You know you can flex your muscles to make a difference in your body’s fitness, but did you know that you can exercise your mental muscles and gain a better memory and more brain power?
When you flex your mental muscles by performing various memory loss exercises, the brain creates new pathways in the brain. Some brain and memory loss exercises and activities can effectively work the brain in five main cognitive area functions. If you can perform these exercises on a daily basis, you can train your mind to become fit and active and your memory recall will increase.
The brain contains the following areas of cognitive recognition:
Language – This part of our brains is devoted to remembering, understanding and being able to identify words. You can challenge this area of your brain by practicing new languages, increasing your grammatical skills and increasing your vocabulary.
Attention Span – It’s difficult to focus on something if you’re a multi-tasker. Noises and other distractions can also inhibit your ability to focus your attention. You can help your attention span part of your brain by changing the way you do things. Changing your route to work or any type of routine can awaken your brain and help it pay attention when needed.
Memories – As we age, the memory area of your brain can deteriorate. Sometimes, that’s because of dementia or Alzheimer’s, but most often we simply need to increase our cognitive activities. That includes mental calculations, reasoning powers and reading to remember. Games you play such as crossword puzzles can boost a chemical in your brain called “acetylcholine” which boosts your brain memory skills.
Executive Function – The part of your brain known as the executive function performs the tasks of helping your logic and reasoning powers. Executive functioning helps you develop strategies to reach goals and other major decisions in your life. Video games are great stimulation for this area of your brain and social interaction can also help.
Visual-Spatial Skills – Since we live in a three-dimensional world, filled with color and visuals, we must be able to analyze them in order to function without our various environments. Visual-spatial skills are developed by observing what you see in front of your eyes and within your peripheral vision. To develop these skills, look at a picture, turn it over and then write down every object you saw in the picture. It’s a good exercise to help you focus on what’s around you.
Just as you would exercise all your body muscle to gain overall fitness – so you need to stimulate these five areas of the brain to remain mentally sharp and active as you age.
Flex Your Mental Muscles!
You must exercise your brain just as you would your body for the ultimate fitness and function. Research has proven that regular brain stimulation can keep the brain active and healthy far into later years – a great piece of news for our aging population who are worried about memory loss.
The way the brain works properly is to create new neural pathways which can connect with the stored information. When stimulated, the brain tends to create new pathways to a sort of savings account in the brain, where knowledge is stored and retrieved through the pathways.

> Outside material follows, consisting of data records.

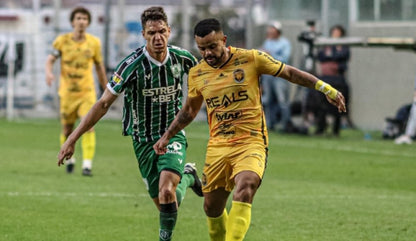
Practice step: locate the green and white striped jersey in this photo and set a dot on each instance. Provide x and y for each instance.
(152, 91)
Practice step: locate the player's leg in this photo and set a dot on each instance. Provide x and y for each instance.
(68, 117)
(168, 205)
(173, 183)
(88, 141)
(216, 172)
(246, 184)
(217, 216)
(248, 169)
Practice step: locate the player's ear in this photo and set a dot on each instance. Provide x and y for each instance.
(224, 39)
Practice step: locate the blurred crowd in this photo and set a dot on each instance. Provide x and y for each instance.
(329, 63)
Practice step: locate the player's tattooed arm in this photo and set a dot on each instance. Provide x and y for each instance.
(299, 77)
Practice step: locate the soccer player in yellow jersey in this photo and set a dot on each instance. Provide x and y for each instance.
(227, 80)
(78, 51)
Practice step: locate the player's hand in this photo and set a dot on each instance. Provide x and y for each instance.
(160, 146)
(66, 152)
(339, 102)
(50, 78)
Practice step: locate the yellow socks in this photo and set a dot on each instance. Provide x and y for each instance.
(216, 227)
(88, 148)
(62, 139)
(238, 221)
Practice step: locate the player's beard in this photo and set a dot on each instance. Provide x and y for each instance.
(217, 60)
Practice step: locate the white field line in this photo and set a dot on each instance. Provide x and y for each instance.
(73, 194)
(362, 150)
(395, 197)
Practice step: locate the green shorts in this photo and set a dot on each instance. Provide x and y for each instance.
(151, 165)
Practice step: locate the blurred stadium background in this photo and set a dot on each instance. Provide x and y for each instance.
(381, 79)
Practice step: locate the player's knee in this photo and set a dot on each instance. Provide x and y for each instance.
(245, 191)
(212, 210)
(166, 195)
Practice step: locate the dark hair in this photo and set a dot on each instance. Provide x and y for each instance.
(206, 26)
(153, 14)
(340, 28)
(80, 10)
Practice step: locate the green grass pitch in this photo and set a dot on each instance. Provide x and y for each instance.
(315, 188)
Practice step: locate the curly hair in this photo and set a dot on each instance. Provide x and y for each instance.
(154, 14)
(80, 10)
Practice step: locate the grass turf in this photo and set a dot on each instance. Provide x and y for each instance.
(315, 188)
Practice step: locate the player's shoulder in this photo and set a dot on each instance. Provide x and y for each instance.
(91, 37)
(180, 51)
(134, 56)
(64, 37)
(241, 51)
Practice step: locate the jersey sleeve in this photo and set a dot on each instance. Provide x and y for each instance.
(193, 90)
(118, 80)
(98, 57)
(266, 64)
(57, 47)
(189, 62)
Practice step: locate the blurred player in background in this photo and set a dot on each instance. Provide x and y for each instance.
(276, 91)
(78, 51)
(410, 131)
(227, 80)
(151, 78)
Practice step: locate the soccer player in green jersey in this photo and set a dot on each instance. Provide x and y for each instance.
(151, 78)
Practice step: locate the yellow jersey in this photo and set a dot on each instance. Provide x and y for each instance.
(232, 96)
(77, 59)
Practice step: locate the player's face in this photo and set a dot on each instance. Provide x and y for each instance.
(156, 33)
(336, 33)
(212, 48)
(272, 33)
(80, 22)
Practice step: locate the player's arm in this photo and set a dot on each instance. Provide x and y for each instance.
(303, 78)
(102, 76)
(185, 116)
(94, 115)
(50, 60)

When people maintain brain function by exercising the brain throughout their lives, a higher level of brain functioning is found. We depend on our brains to remember people’s names and faces and even the most minimal things such as where we put our reading glasses.
There are many ways you can keep your brain active and vital well into your later years. Here are a few that you may want to try:
Mnemonic devices – The use of mnemonic devices such as puzzles that involve both numbers (Sudoku) and words (crossword puzzles) can stimulate the memory portion of your brain and are fun to do.
Brain tricks – Some studies show that you can trick your brain into remembering things. Chewing gum while you study is one way – moving your eyes back and forth when trying to memorize is another.
Focus on one thing at a time – Unfortunately, multi-tasking has become prevalent in our super-busy society, but studies show you’re much more apt to remember things if you focus on one task at a time.
Speak aloud – When you say aloud what you’re attempting to remember something. For example, after you’re introduced to a person, repeat his or her name as you’re shaking hands.
Chunking – The art of chunking involves grouping things or numbers together so you remember them better. For example, if you have trouble remembering your driver’s license number, break it down into two or three number at a time.
Acronyms – Use this mnemonic device when you need to remember large amounts of information. For example, the word, HOMES can be an acronym for the Great Lakes – Huron, Ontario, Michigan, Erie and Superior – or make up your own. Ingredients in a recipe can be remembered by making up an acronym such as, B-R-O-C-H for the ingredients: Beans, Rotel, Olives, Chili powder and Hominy to make chili.
The brain is a perfect example of the old saying, “If you don’t use it, you lose it.” Learn something new each day and focus on every task to ensure that your brain keeps busy making new pathways and connections for your memory.